Melihatku bergidik, Darcy tampaknya menyadari ekspresinya dan sejenak menyipitkan alisnya sebelum melembutkan tatapannya.
Sikapnya yang ceria membuat saya merasa seperti orang yang benar-benar berbeda dari sebelumnya.
“Hai.”
Suaranya menggema di telingaku seperti lonceng. Dia akan menjadi pengisi suara yang hebat, atau bahkan untuk radio.
Terjebak dalam pikiran acak, saya menjawab.
“Hai.”
“Wah, orang-orang terus saja menarikku saat aku datang ke sini.”
Darcy menjatuhkan diri ke sofa.
Tak lama kemudian, ekspresinya kembali ke ekspresi angkuh namun anggun yang pertama kali kulihat.
Saya dengan tenang bertanya tentang apa yang saya inginkan.
“Sudah dua minggu berlalu. Bagaimana dengan permintaanku?”
Saya merasa sedikit cemas saat bertanya.
Tak peduli betapa percaya dirinya saya, sebenarnya menciptakan alat ajaib adalah masalah yang berbeda.
Saya akan baik-baik saja seandainya dia meminta waktu satu atau dua bulan sebagai gantinya.
Menunggu dengan wajah tegang akan jawabannya, Darcy bersandar di sofa sambil menyilangkan lengannya.
Rambutnya yang keperakan terurai bagai air terjun.

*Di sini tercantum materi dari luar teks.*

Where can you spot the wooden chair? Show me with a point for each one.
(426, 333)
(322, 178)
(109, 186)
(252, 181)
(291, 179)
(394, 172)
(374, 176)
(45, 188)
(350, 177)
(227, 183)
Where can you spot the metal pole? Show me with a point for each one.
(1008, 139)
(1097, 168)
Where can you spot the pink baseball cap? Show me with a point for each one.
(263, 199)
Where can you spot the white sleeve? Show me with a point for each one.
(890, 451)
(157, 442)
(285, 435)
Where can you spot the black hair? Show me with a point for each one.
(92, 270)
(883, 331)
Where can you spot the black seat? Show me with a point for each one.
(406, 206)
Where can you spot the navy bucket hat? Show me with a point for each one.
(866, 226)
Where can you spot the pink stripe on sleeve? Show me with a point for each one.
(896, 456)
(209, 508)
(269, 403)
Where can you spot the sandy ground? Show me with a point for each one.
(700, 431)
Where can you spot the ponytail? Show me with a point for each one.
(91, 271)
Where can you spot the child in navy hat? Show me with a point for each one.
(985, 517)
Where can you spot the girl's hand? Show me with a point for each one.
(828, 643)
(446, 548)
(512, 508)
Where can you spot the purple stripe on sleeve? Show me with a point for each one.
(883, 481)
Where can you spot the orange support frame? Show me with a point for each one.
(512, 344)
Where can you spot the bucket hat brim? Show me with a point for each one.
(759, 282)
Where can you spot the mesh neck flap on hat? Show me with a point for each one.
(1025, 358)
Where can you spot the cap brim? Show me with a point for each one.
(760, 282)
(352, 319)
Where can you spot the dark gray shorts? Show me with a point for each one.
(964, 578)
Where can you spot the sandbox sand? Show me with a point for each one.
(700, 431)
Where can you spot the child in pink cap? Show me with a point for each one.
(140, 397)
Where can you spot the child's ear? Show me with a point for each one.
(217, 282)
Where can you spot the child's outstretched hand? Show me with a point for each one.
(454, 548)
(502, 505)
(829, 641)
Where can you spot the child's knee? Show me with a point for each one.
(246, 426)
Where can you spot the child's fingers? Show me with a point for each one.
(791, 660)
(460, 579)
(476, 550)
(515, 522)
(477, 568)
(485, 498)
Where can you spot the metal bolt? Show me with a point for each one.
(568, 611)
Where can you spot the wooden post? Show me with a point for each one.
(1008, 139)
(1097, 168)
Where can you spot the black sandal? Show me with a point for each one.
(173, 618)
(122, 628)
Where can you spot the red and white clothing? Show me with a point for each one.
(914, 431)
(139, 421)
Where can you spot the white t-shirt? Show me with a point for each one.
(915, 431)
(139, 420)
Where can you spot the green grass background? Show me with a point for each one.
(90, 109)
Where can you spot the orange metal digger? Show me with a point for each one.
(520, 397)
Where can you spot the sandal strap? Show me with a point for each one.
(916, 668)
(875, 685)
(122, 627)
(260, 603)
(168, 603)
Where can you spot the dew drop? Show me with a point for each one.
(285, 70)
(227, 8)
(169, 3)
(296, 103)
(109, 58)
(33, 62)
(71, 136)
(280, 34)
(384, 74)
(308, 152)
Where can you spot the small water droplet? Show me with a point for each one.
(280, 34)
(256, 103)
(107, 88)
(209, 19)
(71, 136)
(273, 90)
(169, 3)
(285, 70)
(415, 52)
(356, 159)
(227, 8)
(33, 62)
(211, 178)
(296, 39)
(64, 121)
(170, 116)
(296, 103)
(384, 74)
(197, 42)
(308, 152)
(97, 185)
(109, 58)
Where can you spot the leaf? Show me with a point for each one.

“Sebelum menjawab, aku penasaran. Kenapa kamu membuat hal seperti ini? Seperti kamu tidak akan keluar rumah.”
“Karena aku tidak akan keluar, itu sebabnya.”
Aku mengakuinya dengan jujur. Aku akan menghabiskan lebih banyak waktu di rumah besar, dan rumor akan menyebar dengan sendirinya.
Tidak akan mengubah apa pun jika saya mengatakan sesuatu yang sudah pasti diketahui.
“Mengapa?”
Darcy bertanya seolah-olah dia benar-benar ingin tahu.
Menatap wajahnya, aku memikirkan bagaimana harus menanggapinya.
Haruskah saya menghindari pertanyaan itu?
Saya katakan pada diri sendiri bahwa yang terbaik adalah membahas masalah itu di awal.
Dengan seseorang seperti Darcy, seorang pedagang, itu bahkan lebih penting.
Mereka adalah tipe orang yang dapat menyebarkan berita dengan mudah.
Aku menatap kosong ke arah Darcy.
Dia tidak terburu-buru.
Tetapi dia menunggu dengan sabar jawabanku.
Saat tatapannya bertemu, kekhawatiranku terasa remeh.
Mengapa saya jadi stres memikirkan hal ini?
Kalau rumor menyebar, itu pasti akan terjadi.
Kalau tidak, mereka tidak akan melakukannya.
Itu tidak penting lagi.
Aku bergumam dengan suara lembut, “Aku hanya lelah bertemu orang-orang.”